Prime Minister Binyamin Netanyahu kept up his criticism of the framework nuclear deal with Iran on Tuesday, pointing out that it fails to address Tehran’s long-range missile arsenal that he argues is meant to enable a nuclear strike against Israel.
“Why doesn’t the framework address Iran’s intercontinental ballistic missile program whose sole purpose is to carry nuclear payloads?” he asked on his official Twitter account, reports AFP.
He said the economic benefits from the easing of sanctions would go to fund Iran-sponsored terrorists across the Middle East, as Iran is the leading state sponsor of terrorism.
“What is to stop Iran from using the over one hundred billion dollars that will be unfrozen as part of this agreement to fund aggression and terror in Iraq, Syria, Lebanon, Yemen and elsewhere,” he tweeted.
It was the latest shot in transatlantic arguing over the issue between Netanyahu’s office and the White House, which has tried to positively present the plan that leaves all of Iran’s nuclear facilities intact and allows it to continue enriching uranium at a reduced rate, with the limitations expiring after a limited period of time.
As Netanyahu noted regarding funds, aside from the ICBM missile threat the deal also does not address Iran’s aggression in the region, which has seen it impose its influence in Lebanon through its terror proxy Lebanon, in Yemen via the Houthi Shi’ite militia, in Iraq through Shi’ite militias, and in Syria with Iranian troops and Hezbollah.
On Sunday, Netanyahu demanded that Iranian recognition of the Jewish state’s right to exist be written into last week’s agreement.
The following day US President Barack Obama rejected that call in an interview with US radio network NPR.
“The notion that we would condition Iran not getting nuclear weapons in a verifiable deal on Iran recognizing Israel, is really akin to saying that we won’t sign a deal unless the nature of the Iranian regime completely transforms,” Obama said. “And that is, I think, a fundamental misjudgement.”

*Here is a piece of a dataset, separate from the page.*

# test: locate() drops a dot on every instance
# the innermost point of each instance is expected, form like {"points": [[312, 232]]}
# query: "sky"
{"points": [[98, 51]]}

Obama also admitted in the same interview that the deal would allow Iran by 2028 to have a “zero” breakout time, meaning it could obtain a nuclear weapon at any time it chose to do so.
It has been noted that a similar deal to the one sealed with Iran was signed with North Korea in 1994, and ended with the despotic regime achieving nuclear weapons a mere ten years later.
Iranian Revolutionary Guards Commander Maj. Gen. Mohammad Ali Jafari celebrated the deal this week as a “diplomatic jihad” victory against the US, noting that Obama didn’t change Iranian policy but rather his own policy by effectively taking the military option off the table.
“National paranoia”?
But Efraim Halevy, a former head of Israel’s Mossad intelligence agency, claimed on Tuesday that Israeli opposition to the emerging deal could run counter to the Jewish state’s interests.
“I think we find ourselves in a moment of national paranoia,” he told publicly-owned Channel One television. “It is not appropriate to our reality, our ability.”
“We are the strongest country in the Middle East, and the strongest country in the Middle East should not be saying every day that it is in danger of destruction,” he said. “Israel cannot be destroyed and it is about time that the citizens of Israel understand that, internalize it and behave appropriately.”
Halevy did not qualify how a nuclear-armed Iran, which has clearly declared its intentions to destroy Israel on numerous occasions, would not pose an existential threat.
That threat is viewed as being able to find expression either by Iran being able to launch a nuclear attack directly through ICBMs, or else smuggling nuclear-equipped missiles to its terror allies of Hezbollah on Israel’s northern border or Hamas in Gaza.